Furthermore, we find that the refusal of the court to exercise its discretionary power to impose a lesser sanction (see, e.g., Applied Elec. Corp. v. City of New York [Museum of Natural History], 101 A.D.2d 795, 476 N.Y.S.2d 323) was neither abusive nor improvident [emphasis added].

In that same vein, Justice Kaye, writing for a unanimous majority in Kihl v. Pfeffeer,ii (which affirmed the dismissal of a complaint for failure to respond to interrogatories) confirmed as follows:

If the credibility of court orders and the integrity of our judicial system are to be maintained, a litigant cannot ignore court orders with impunity. Indeed, the Legislature, recognizing the need for courts to be able to command compliance with their disclosure directives, has specifically provided that a “court may make such orders * * * as are just,” including dismissal of an action (CPLR 3126). Finally, we underscore that compliance with a disclosure order requires both a timely response and one that evinces a good-faith effort to address the requests meaningfully [emphasis added].

Five years later, again writing for the majority, Justice Kaye ruled in Brill v. City of New Yorkiii that statutory deadlines, like Court orders, cannot be ignored without significant consequences.

The Spring 2010 Directives

The First Department’s decision in Fish & Richardson P.C. v. Schindleriv rejected the “one more chance” argument as a basis for an abuse of discretion reversal.

Defendant argues that it was an abuse of discretion for the court to strike the answer in the absence of a conditional order or a specific warning by the court that he faced imminent dismissal. Defendant points to no authority holding that a court must issue such a “last chance” warning or order in all cases before exercising its discretion to strike a pleading. CPLR 3126 permits the court to “make such orders ... as are just,” and it may, in an appropriate case, determine that the pattern of noncompliance is so significant that a severe sanction is appropriate. Such a determination should not be set aside absent a clear abuse of discretion (see Arts4All, 54 A.D.3d at 286, 863 N.Y.S.2d 193) [emphasis added].

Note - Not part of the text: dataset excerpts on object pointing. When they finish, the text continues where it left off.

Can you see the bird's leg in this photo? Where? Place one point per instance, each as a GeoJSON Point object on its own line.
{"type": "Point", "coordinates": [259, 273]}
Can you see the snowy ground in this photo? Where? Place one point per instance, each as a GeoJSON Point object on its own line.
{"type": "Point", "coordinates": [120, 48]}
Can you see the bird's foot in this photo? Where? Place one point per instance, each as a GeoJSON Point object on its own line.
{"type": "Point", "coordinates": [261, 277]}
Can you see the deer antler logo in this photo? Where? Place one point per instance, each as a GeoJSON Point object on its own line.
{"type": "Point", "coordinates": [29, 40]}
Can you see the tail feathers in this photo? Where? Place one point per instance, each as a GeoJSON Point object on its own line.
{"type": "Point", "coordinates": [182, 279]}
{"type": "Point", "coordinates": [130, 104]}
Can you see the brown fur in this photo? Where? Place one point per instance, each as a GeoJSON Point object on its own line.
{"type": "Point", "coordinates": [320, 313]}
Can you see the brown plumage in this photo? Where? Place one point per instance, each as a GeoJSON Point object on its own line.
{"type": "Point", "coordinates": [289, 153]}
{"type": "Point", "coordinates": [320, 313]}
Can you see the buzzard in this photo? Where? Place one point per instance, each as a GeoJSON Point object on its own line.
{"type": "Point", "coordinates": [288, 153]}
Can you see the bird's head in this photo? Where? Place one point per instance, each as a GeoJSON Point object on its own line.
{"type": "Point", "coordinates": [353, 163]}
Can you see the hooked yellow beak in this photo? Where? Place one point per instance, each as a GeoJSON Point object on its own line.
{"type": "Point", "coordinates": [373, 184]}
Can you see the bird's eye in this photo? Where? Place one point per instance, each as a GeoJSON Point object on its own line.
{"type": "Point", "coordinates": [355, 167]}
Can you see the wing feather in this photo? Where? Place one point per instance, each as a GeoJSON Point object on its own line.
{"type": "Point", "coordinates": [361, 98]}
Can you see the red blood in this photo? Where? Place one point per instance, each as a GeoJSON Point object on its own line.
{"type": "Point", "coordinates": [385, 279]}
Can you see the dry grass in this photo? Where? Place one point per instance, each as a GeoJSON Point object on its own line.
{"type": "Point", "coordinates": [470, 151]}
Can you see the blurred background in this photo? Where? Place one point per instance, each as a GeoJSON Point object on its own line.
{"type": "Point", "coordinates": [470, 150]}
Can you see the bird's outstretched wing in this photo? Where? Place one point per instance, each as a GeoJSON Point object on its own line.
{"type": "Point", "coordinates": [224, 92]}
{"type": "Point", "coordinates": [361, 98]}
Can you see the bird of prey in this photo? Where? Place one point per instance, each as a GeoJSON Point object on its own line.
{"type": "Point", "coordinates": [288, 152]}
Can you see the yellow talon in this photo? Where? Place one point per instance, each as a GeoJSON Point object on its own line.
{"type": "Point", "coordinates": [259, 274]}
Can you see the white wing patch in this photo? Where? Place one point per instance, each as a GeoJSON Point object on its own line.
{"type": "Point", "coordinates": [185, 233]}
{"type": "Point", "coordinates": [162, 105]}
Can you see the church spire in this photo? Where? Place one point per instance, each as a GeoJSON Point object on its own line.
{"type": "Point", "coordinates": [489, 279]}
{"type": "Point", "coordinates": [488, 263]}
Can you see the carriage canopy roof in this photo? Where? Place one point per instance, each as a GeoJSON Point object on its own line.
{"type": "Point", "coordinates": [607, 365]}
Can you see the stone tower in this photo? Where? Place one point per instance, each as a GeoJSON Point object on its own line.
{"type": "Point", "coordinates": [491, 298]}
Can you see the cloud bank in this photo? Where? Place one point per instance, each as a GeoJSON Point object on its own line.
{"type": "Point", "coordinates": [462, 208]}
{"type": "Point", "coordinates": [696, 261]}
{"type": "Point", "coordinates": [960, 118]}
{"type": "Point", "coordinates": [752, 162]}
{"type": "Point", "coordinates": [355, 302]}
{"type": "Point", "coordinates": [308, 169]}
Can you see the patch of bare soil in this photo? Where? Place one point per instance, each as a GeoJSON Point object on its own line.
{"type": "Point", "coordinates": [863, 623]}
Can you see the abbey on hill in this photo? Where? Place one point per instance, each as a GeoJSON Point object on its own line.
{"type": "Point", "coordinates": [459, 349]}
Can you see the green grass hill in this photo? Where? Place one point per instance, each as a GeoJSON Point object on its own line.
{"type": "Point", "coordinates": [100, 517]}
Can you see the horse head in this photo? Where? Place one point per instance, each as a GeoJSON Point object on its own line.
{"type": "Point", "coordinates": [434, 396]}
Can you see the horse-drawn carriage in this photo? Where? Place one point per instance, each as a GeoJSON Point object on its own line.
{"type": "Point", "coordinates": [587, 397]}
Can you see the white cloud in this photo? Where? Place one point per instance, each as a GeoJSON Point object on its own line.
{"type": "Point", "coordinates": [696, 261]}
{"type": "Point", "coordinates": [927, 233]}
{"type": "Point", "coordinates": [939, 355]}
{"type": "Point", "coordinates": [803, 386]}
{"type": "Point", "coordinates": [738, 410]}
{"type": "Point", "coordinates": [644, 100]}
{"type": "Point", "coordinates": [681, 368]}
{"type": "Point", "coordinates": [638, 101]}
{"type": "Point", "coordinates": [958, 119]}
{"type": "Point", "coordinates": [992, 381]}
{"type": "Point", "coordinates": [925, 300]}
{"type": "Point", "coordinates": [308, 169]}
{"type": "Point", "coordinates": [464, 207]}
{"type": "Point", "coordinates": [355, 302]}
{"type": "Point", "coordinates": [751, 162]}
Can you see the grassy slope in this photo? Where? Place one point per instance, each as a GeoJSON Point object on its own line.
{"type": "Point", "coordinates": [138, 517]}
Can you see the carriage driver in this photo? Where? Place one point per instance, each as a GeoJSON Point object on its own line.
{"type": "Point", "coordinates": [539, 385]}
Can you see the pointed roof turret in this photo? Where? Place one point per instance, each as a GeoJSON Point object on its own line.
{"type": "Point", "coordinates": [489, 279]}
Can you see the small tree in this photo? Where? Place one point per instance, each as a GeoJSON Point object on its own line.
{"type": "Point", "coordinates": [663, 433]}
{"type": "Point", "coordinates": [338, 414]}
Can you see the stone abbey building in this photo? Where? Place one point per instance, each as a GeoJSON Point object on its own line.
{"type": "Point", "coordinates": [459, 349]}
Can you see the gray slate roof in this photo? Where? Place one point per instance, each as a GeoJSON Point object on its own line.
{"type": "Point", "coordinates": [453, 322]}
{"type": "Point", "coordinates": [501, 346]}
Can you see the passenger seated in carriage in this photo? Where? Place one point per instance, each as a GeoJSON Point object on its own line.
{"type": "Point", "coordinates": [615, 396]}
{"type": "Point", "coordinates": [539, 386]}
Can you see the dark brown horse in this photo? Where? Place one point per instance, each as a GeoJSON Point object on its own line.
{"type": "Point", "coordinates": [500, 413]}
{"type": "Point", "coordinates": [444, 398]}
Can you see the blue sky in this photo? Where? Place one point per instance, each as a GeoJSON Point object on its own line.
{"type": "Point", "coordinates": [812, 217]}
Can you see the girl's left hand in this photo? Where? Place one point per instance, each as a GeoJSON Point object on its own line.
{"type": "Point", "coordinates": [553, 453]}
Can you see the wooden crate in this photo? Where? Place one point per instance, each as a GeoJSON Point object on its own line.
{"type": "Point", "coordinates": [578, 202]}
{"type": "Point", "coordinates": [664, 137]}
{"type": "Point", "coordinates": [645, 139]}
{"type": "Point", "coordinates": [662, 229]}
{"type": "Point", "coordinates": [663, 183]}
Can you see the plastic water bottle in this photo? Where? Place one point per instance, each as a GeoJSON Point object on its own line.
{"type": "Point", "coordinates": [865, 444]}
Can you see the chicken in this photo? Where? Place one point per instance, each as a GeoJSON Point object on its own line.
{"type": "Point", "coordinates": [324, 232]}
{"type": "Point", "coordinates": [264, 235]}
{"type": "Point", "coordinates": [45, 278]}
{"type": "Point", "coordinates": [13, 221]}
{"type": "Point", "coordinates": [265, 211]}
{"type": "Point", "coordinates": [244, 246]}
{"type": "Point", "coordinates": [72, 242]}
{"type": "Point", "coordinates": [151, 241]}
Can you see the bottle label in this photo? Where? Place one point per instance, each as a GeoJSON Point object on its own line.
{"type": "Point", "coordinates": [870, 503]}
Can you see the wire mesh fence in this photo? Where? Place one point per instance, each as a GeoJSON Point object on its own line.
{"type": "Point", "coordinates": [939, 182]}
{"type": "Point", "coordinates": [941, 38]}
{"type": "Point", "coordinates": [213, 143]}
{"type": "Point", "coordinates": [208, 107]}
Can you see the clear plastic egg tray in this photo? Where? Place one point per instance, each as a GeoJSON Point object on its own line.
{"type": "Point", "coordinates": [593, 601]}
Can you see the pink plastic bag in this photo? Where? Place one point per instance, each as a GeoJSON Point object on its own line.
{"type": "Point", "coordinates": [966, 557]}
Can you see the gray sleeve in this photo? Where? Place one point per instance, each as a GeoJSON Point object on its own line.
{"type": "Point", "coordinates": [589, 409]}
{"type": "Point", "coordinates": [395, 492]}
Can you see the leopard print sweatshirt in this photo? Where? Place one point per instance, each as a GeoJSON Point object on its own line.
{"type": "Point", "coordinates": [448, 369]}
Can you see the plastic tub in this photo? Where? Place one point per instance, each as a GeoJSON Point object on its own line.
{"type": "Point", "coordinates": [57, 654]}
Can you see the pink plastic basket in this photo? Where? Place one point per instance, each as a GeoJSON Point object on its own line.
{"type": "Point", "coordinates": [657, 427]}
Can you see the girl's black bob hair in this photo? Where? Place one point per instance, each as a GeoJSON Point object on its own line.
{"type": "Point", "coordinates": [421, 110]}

The Second Department’s opinion in Xiao Yang Chen v. Fischerv was also premised upon a CPLR 3126 motion after plaintiff’s spoliation of evidence violated several orders to disclose (ruling that the Supreme Court improvidently exercised its discretion in denying that branch of the defendant's motion which was to dismiss certain other personal injury causes of action after the plaintiff willfully defied discovery orders by deleting from her computer's hard drive materials that she had been directed to produce).

Compilation Should Start at Engagement

It is good practice to ready the client for disclosure obligations at the time that counsel is engaged by the party for representation. An overview of the anticipated discovery proceedings (documented in a follow up letter) will avoid unnecessary delays. Explain to the client that inasmuch as certain deadlines for production will be imposed by the Court, counsel must impose ancillary obligations upon the client so that production obligations are achieved on a timely and proactive basis. After the Supreme Court struck the Defendant’s answer in Fish & Richardson the client attempted to turn the table on his former counsel by blaming the former counsel for the disclosure failure. To his credit, former counsel successfully avoided criticism for failure to disclose because counsel documented his effort to encourage the client to comply with the disclosure obligations.

i 141 A.D.2d 815, 530 N.Y.S.2d 27 (2nd Dep’t 1988).

ii 94 N.Y.2d 118, 700 N.Y.S.2d 87 (1999).

iii 2 N.Y.3d 648, 781 N.Y.S.2d 261 (2004).

iv 75 A.D.3d 219, 901 N.Y.S.2d 598 (1st Dep’t 2010).

v 73 A.D.3d 219, 901 N.Y.S.2d 598 (2nd Dep’t 2010).